We need to resolve to abandon the idea that we can go on gobbling finite fossil fuels, in the face of a near-complete consensus that human activity is dramatically altering the global climate. We should all resolve to challenge the use of patio heaters, whether it’s a reasoned word with family, friends or neighbours, or a more robust approach to those peddling this contender for the most shameful and environmentally damaging ‘gardening’ invention of all time.

Dry mud cracking in the sun.

Flawed assertions about climate change by celebrity gardeners such as Alan Titchmarsh, who continue to ‘wobble’ over global warming, could be hindering attempts to curtail it.

Talking of environmental damage, I wonder how much is being caused by the stance some of our most influential gardeners take. Last spring in Organic Gardening I questioned Alan Titchmarsh’s flawed assertion that global warming isn’t so much to do with human activity as with ‘wobbles’ in the earth’s axis. Sadly Alan is still wobbling on what every other rational person knows; our own prime minister has called global warming ‘not the greatest environmental threat, but the greatest threat’ to our future. Writing in the November 2006 issue of Gardeners’ World magazine, Alan says, ‘I don’t doubt that the industrialisation of our planet has a bearing on our climate, and we must do everything within our power to keep such effects to a minimum. But to say how much we ourselves are affecting global warming can only be educated guesswork, and I’ve never been good at guessing.’
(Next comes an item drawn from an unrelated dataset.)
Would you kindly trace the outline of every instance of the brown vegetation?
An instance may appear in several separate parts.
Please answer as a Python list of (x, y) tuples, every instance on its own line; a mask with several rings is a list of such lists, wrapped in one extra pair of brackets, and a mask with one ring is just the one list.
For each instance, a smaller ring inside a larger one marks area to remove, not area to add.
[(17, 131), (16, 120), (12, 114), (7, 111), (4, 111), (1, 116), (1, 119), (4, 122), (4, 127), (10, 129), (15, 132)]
“A few words from Alan Titchmarsh would help to reduce gardening’s ecological footprint”

All I can guess is that Alan hasn’t been reading the newspapers or watching the news for the past year, hasn’t been to the cinema, hasn’t read any of the well researched books on the subject of climate change, and has no idea what the scientific evidence is. I wonder if he has a patio heater. My only hope is that he will make his own New Year’s resolution to gen up on the dangers from unchecked global warming, and to stop clinging to the pathetic, ‘if experience has taught me anything it is that nothing is certain.’

What is certain is that a few words from Alan would be a hugely positive step in helping to reduce gardening’s ecological footprint. In the case of patio heaters, for example, ‘turn them off’ would do nicely.